Catherine-de-Barnes Isolation Hospital was a specialist isolation hospital for infection control in Catherine-de-Barnes, a village within the Metropolitan Borough of Solihull in the English county of West Midlands.

==Foundation==
In 1907, a "fever hospital" was established as a joint operation of the Solihull and Meriden Councils for isolating patients with infectious diseases such as diphtheria, typhoid fever and smallpox. A purpose-built isolation hospital was built by Solihull and Meriden Rural District Councils in Henwood Lane, Catherine-de-Barnes, and opened by 1910. It was constructed with a main block housing individual one-bed wards and several separate bungalow-style buildings, enough to house ten staff and 16 patients.

==Maternity hospital==
In the 1950s, when infectious diseases became less prevalent, Catherine-de-Barnes became a convalescent maternity hospital, with the first child apparently being born there on 25 March 1953.

==National isolation hospital==
Following the building of the maternity block at Solihull Hospital, Catherine-de-Barnes reverted to an isolation hospital. It was designated the United Kingdom's national isolation hospital in 1966 and was kept on permanent standby for patients with highly dangerous diseases. From the late 1960s to the late 1970s, the hospital was ready to accept patients at one hour's notice but had a resident staff of only two people, Leslie and Dorothy Harris. Anyone who wished to enter the 20 acre hospital grounds had to wear protective clothing and be inoculated.

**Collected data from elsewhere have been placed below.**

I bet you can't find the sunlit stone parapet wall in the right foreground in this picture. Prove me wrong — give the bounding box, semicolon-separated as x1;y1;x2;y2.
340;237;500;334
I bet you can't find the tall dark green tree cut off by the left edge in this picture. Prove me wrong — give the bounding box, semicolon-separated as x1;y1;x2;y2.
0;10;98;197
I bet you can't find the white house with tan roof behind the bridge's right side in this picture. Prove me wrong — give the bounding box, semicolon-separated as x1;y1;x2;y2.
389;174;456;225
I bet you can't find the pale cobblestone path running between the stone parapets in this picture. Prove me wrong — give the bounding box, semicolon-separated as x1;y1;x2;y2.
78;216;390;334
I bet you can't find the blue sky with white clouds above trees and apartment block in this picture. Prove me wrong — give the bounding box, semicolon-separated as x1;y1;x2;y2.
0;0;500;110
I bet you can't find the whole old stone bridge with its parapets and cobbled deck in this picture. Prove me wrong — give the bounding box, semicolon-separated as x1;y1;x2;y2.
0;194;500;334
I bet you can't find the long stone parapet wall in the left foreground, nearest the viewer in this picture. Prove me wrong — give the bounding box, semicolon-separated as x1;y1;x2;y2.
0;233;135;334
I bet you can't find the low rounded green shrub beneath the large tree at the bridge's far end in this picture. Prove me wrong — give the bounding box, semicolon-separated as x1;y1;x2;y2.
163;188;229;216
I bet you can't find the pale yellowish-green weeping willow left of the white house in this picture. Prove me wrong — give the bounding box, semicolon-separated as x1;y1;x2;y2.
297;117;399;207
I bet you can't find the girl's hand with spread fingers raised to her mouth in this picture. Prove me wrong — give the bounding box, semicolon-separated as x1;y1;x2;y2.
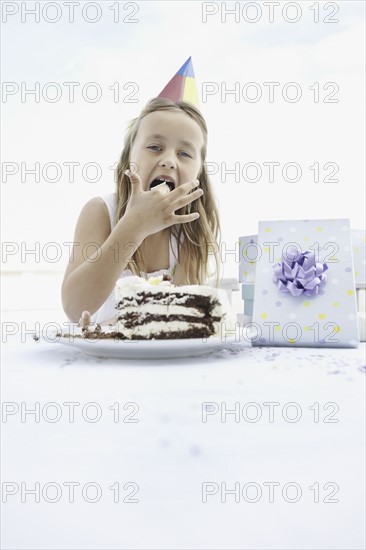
125;170;203;237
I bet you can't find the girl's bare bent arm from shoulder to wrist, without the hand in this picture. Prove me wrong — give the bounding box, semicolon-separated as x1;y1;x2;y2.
61;197;144;322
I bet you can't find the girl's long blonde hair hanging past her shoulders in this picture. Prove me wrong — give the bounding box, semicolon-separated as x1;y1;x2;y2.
116;98;220;284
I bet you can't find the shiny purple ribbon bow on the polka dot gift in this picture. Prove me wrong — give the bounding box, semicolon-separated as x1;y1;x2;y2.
273;247;328;296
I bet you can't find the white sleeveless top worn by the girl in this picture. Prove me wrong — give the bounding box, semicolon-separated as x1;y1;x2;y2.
92;193;178;323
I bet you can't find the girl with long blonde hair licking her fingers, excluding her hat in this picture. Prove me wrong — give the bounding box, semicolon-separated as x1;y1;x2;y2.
62;98;220;325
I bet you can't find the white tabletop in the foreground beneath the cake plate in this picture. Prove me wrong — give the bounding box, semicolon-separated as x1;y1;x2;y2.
1;311;365;550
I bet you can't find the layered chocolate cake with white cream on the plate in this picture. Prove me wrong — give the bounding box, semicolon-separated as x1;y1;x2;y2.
83;275;225;340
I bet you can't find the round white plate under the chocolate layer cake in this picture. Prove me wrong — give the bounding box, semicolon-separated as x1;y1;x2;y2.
56;335;244;359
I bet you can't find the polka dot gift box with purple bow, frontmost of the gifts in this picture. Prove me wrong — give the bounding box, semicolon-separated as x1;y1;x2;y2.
252;219;359;348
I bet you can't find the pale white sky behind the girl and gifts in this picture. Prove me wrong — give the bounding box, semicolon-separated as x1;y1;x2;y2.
2;0;365;277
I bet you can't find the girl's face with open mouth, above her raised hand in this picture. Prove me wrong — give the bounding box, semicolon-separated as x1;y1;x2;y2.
130;111;204;191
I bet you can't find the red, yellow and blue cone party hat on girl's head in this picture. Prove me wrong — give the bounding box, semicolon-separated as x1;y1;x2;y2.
158;57;199;108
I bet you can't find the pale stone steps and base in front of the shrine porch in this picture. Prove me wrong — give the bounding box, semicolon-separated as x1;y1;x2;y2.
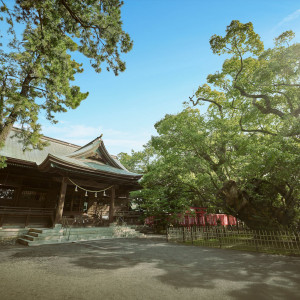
17;225;144;246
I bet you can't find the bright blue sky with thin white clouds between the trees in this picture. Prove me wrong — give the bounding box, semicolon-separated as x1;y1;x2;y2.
41;0;300;154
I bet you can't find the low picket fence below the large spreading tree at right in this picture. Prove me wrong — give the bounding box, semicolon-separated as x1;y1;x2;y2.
167;226;300;254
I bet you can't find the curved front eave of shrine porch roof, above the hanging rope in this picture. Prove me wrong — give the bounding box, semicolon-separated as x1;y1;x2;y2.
38;154;142;182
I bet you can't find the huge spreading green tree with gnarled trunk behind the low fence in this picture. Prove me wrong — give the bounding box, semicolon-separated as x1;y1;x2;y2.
130;21;300;229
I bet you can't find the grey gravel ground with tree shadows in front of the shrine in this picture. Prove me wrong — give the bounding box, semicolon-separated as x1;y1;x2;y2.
0;238;300;300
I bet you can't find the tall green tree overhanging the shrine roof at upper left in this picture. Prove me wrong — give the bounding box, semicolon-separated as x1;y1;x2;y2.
0;0;132;164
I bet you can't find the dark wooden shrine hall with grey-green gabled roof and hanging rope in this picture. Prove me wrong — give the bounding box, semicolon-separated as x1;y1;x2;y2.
0;128;141;228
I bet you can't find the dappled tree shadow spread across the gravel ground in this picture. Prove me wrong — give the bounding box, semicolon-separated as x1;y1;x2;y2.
4;239;300;299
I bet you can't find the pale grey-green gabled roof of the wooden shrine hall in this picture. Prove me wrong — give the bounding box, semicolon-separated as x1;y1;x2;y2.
0;128;141;179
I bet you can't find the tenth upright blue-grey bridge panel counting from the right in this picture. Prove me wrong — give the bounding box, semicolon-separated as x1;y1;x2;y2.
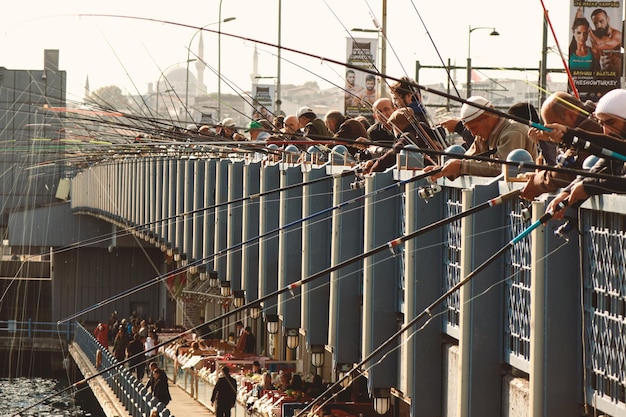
226;162;244;290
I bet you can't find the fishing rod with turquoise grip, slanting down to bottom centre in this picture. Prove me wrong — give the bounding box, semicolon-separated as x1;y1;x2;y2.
294;192;567;417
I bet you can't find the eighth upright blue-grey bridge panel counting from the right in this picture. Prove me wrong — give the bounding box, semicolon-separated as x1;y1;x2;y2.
259;165;280;314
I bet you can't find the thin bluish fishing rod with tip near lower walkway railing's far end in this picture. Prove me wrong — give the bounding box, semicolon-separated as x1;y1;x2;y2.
57;168;441;324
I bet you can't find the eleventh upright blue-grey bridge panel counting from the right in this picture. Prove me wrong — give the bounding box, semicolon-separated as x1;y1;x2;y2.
213;159;231;280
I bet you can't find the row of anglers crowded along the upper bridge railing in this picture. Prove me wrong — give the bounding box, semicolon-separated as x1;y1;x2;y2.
178;70;626;224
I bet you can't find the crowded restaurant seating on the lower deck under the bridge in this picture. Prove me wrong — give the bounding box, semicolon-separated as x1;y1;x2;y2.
159;334;410;417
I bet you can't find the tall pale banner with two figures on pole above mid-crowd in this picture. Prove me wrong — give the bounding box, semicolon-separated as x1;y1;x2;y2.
344;38;379;123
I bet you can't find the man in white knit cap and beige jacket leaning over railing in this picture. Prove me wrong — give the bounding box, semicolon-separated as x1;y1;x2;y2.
424;96;537;180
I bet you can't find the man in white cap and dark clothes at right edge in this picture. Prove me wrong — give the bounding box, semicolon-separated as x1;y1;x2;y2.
544;89;626;220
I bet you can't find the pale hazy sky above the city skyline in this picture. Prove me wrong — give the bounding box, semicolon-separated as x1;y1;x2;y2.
0;0;570;100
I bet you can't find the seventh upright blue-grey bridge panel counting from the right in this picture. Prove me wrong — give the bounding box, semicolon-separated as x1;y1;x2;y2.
278;166;302;329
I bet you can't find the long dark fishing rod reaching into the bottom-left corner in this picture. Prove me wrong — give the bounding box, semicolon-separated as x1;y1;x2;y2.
13;184;516;417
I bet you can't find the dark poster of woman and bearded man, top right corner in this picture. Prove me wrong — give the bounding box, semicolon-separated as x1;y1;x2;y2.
569;0;624;102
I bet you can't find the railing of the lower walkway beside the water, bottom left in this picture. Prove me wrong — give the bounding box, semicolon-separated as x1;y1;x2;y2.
74;324;173;417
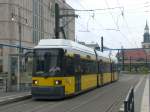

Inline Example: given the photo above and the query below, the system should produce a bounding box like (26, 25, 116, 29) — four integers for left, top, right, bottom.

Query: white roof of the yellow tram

(34, 39, 117, 60)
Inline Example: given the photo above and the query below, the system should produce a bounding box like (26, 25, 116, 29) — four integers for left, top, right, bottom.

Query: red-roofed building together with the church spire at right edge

(117, 21, 150, 72)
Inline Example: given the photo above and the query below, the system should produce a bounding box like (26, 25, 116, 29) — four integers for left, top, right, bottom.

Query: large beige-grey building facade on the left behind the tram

(0, 0, 75, 90)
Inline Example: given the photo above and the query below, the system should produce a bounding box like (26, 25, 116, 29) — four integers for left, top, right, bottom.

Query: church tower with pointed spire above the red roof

(142, 21, 150, 53)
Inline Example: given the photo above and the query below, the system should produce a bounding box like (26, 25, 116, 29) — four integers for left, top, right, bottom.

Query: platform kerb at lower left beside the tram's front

(0, 94, 32, 105)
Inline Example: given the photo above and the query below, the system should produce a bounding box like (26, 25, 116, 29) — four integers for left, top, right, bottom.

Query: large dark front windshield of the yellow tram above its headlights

(33, 49, 64, 77)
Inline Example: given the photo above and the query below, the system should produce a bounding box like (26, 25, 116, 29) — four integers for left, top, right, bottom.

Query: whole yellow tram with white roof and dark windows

(31, 39, 118, 99)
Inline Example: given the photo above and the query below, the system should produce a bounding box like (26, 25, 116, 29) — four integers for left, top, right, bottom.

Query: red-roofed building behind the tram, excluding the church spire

(117, 49, 150, 71)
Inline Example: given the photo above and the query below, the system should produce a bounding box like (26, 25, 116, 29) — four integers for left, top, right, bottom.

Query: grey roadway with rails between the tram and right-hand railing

(0, 74, 139, 112)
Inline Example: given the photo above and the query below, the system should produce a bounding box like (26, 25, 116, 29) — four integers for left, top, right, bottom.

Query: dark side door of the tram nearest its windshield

(74, 54, 81, 92)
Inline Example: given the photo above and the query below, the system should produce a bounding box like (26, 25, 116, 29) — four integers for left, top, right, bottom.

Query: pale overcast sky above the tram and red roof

(66, 0, 150, 48)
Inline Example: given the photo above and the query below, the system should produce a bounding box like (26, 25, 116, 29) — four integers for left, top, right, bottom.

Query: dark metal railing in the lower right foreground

(124, 87, 134, 112)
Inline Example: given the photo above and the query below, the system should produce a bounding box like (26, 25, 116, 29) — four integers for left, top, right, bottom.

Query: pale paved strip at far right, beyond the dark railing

(141, 77, 150, 112)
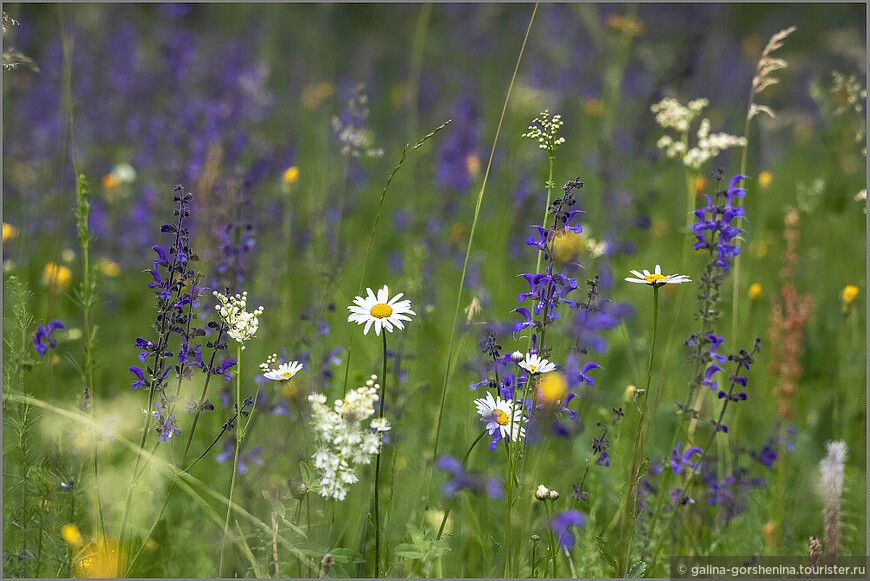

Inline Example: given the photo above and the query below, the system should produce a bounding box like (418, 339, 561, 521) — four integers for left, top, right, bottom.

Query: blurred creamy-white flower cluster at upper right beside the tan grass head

(650, 97, 746, 170)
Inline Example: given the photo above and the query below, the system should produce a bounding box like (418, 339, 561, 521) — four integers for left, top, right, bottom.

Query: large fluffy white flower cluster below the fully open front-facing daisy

(308, 375, 390, 500)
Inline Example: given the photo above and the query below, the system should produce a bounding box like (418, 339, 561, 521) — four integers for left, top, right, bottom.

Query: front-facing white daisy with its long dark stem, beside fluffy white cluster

(347, 285, 417, 577)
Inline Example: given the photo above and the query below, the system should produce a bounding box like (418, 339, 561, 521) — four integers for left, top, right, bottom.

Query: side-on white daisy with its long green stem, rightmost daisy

(617, 264, 691, 576)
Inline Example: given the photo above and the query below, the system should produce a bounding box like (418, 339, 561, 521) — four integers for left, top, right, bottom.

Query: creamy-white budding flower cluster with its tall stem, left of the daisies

(212, 291, 263, 575)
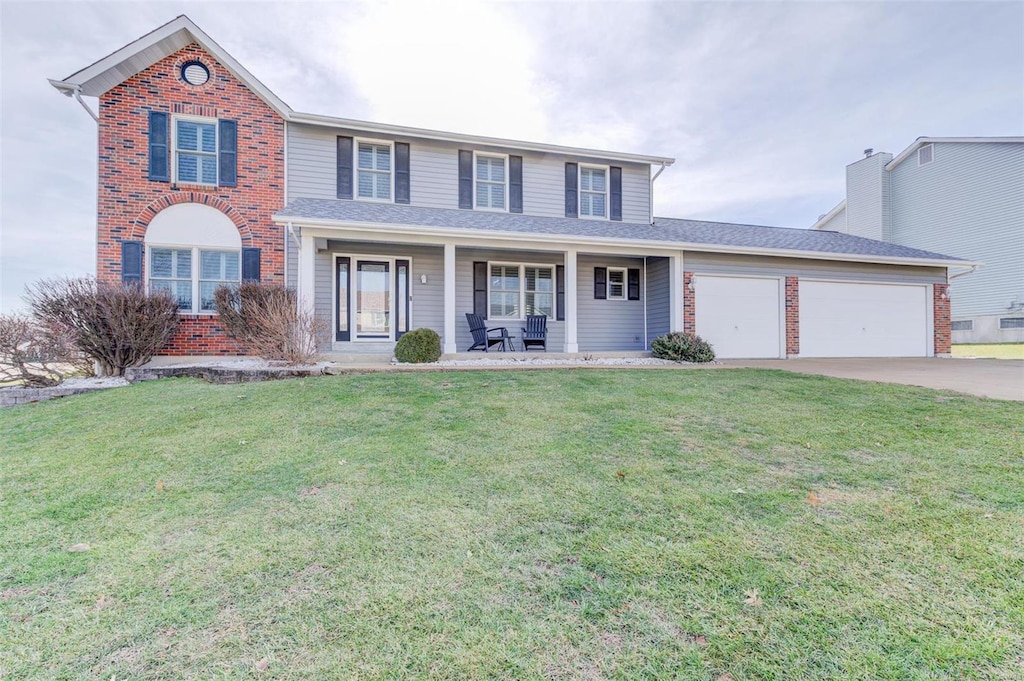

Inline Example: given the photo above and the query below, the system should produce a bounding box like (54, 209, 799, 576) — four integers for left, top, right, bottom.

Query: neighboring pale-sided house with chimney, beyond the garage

(813, 137, 1024, 343)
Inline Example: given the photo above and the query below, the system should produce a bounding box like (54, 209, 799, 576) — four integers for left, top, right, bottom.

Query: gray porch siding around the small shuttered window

(577, 255, 646, 352)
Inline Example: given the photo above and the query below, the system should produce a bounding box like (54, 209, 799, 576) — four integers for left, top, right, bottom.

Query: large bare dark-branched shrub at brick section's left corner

(26, 276, 178, 376)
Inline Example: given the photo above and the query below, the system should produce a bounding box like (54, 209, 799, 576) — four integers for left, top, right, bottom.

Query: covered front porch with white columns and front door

(288, 225, 683, 358)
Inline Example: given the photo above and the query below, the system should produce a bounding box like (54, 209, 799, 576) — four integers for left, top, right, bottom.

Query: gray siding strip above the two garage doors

(683, 251, 946, 284)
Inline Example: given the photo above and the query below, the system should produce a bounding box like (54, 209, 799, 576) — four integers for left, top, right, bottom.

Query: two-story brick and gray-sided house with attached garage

(51, 16, 966, 357)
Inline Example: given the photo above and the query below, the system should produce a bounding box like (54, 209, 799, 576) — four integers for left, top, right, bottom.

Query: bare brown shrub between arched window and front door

(214, 282, 324, 365)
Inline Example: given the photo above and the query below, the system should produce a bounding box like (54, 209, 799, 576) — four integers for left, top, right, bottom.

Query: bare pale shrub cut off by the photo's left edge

(0, 314, 91, 387)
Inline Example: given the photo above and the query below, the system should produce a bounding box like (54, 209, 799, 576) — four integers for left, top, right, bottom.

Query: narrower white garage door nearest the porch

(693, 275, 782, 357)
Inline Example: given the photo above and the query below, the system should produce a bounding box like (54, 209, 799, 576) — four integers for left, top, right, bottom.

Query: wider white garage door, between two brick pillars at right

(800, 281, 928, 357)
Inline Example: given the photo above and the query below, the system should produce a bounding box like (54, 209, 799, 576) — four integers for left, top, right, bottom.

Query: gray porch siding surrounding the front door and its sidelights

(314, 240, 444, 349)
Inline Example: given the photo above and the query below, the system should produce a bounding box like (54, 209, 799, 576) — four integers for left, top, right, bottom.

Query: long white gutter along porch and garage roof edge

(271, 215, 981, 267)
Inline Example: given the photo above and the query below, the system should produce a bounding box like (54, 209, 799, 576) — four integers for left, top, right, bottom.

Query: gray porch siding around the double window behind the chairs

(458, 248, 565, 352)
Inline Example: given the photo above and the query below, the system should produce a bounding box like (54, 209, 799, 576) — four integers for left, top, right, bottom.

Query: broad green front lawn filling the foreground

(6, 370, 1024, 681)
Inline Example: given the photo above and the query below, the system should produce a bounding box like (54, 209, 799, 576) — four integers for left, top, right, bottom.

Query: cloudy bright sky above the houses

(0, 0, 1024, 311)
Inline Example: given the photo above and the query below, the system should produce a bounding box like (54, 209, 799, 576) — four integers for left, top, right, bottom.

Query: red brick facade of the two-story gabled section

(96, 43, 285, 354)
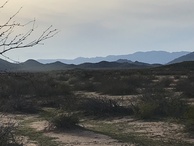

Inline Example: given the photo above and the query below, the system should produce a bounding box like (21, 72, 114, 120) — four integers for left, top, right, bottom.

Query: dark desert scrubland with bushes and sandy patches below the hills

(0, 64, 194, 146)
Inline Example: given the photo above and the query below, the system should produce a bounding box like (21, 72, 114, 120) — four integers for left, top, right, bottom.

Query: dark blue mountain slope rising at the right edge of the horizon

(168, 52, 194, 64)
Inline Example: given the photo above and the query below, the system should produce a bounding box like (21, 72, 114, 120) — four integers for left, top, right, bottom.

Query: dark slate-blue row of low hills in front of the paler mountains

(0, 59, 159, 72)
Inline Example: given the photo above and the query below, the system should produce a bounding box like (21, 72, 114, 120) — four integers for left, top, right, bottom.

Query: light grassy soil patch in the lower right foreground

(93, 117, 194, 144)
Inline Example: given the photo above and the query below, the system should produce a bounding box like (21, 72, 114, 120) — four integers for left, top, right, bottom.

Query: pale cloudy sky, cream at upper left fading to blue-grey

(0, 0, 194, 61)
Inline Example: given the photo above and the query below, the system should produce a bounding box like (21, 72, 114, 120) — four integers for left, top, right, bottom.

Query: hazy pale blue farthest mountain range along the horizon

(38, 51, 190, 64)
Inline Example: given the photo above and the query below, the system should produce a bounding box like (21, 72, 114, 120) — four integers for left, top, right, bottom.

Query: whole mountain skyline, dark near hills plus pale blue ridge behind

(0, 51, 194, 72)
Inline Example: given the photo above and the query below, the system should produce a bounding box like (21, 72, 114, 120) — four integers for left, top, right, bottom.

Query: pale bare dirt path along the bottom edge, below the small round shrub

(30, 121, 135, 146)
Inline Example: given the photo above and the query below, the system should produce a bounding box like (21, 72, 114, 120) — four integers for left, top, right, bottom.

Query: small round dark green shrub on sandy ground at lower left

(51, 114, 79, 129)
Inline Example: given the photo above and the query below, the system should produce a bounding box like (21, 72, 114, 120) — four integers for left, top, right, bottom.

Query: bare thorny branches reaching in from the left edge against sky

In 1978, Janet Parker, the last known victim of smallpox in the world, was treated and died at Catherine-de-Barnes Isolation Hospital following an outbreak that originated at the University of Birmingham Medical School. The ward in which she died was still sealed off five years after her death, all the furniture and equipment inside left untouched. Janet Parker's father, 71-year-old Frederick Witcomb, had died at Catherine-de-Barnes Hospital a week before his daughter after he had suffered a cardiac arrest while visiting her. No post-mortem was carried out on his body because of the risk of smallpox infection.

==Closure and sale==
In 1981 the Department of Health and Social Security decided to close six other isolation hospitals around the country and spent £150,000 on maintenance at Catherine-de-Barnes. However, keeping the unit running at a cost of some £38,500 a year was seen as an expensive precaution, and after the World Health Organization had declared smallpox extinct, the decision was made to mothball the Catherine-de-Barnes Hospital. In 1985 plans were considered to burn the hospital down (like Witton Isolation Hospital in 1967), thus ridding the land of any last traces of smallpox. The following year the fumigated hospital was sold to a building company. In 1987, the hospital buildings were converted into a luxury housing development called Catherine Court.